The Chartered Heads of Assisted Secondary Schools (CHASS) were recognized by President Nana Akufo-Addo for their commitment to the innovative Free Senior High School Policy’s successful implementation, which began in September 2017.

The President also praised them for the pupils’ consistently outstanding results in the West African Senior High School (WASSCE) exams since the Policy’s implementation.
President Akufo-Addo declared in his address to the 61st Conference of Heads of Assisted Secondary Schools (CHASS) on October 11, 2023, that despite the adamant opposition of critics, “there can be no longer be any controversy about the validity of the Free SHS policy and its consequential measures.”
President Akufo-Addo claims that the WASSCE scores of Free SHS graduates have overtaken those from 2016 before he took office.
Although enrollment has increased—it now stands at about 1.4 million pupils, as I mentioned—quality has not suffered.
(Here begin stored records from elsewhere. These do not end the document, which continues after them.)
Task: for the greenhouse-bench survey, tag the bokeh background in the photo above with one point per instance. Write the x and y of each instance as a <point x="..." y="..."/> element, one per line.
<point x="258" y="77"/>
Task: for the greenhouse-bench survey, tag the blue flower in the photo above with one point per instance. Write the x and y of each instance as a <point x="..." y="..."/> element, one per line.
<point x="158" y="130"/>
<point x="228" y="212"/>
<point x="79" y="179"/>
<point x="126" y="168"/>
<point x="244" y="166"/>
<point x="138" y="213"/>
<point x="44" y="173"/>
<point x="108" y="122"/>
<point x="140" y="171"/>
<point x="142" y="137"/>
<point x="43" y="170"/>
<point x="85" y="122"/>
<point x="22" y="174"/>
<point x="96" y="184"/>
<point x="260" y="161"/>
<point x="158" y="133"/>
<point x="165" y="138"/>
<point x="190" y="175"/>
However, after the implementation of the Free SHS policy in September 2017, it has improved, and I would like to take this occasion to express my sincere gratitude to the members of CHASS for the outstanding results witnessed in the West African Senior High School tests.
“The 2022 WASSCE results of the third batch of the ‘Akufo-Addo graduates’ show 60.39% of students recording A1-C6 in English, as opposed to 51.6% in 2016; 62.45% recording A1-C6 in Integrated Science, as opposed to 48.35% in 2016; 61.39% recording A1-C6 in Mathematics, as opposed to 33.12% in 2016; and 71.51% recording A1-C6 in Social Studies, as opposed to 5
President Akufo-Addo reminded the audience that the 2021 class of students, who also achieved extremely respectable achievements, were the forerunners of the double track system, which upon its introduction had drawn a great deal of unjustified derision and baseless criticism.
The outcomes for 2022 have been the best in the previous eight years. There can certainly no longer be any debate over the legality of the Free SHS policy and its ensuing actions, he emphasized.
In response to a question about the justification for the introduction of the Free SHS policy, he said that, at the time he took office in 2017, the nation had a regrettable situation between 2013 and 2016 in which, on average, 100,000 children each year who passed the B.E.C.E. were unable to enroll in senior high schools even though they met the requirements because they could not afford the tuition.
If this condition had prolonged for a decade, when, cumulatively, it would have led to a “unacceptable outcome,” he added,
At the junior high school level, one million kids would have quit school.
He stated as a result that “it would have been too perilous for Ghana’s stability, as we would have been creating an unfavorable future for our youth. It was an unpleasant situation, and my group and I were determined to put an end to it. That is one of the main reasons the Free Senior High School policy was implemented in September 2017, eight months after I took office.
President Akufo-Addo claimed that since the introduction of Free SHS, “access, under the policy, has gone from a population of 830,000 when I took office to 1.4 million today, which means, in effect, we have been able to catch and retain the annual 100,000 dropouts within the educational system. The country and the young people participating can be proud of this development.
President Akufo-Addo assured members of CHASS of “a brighter future for Mother Ghana, where the Ghanaian people will witness a flowering of Ghanaian civilisation, which will ensure that every Ghanaian child, no matter their economic, ethnic, gender, regional, or religious background, will have ready access to quality education and opportunities for professional growth.”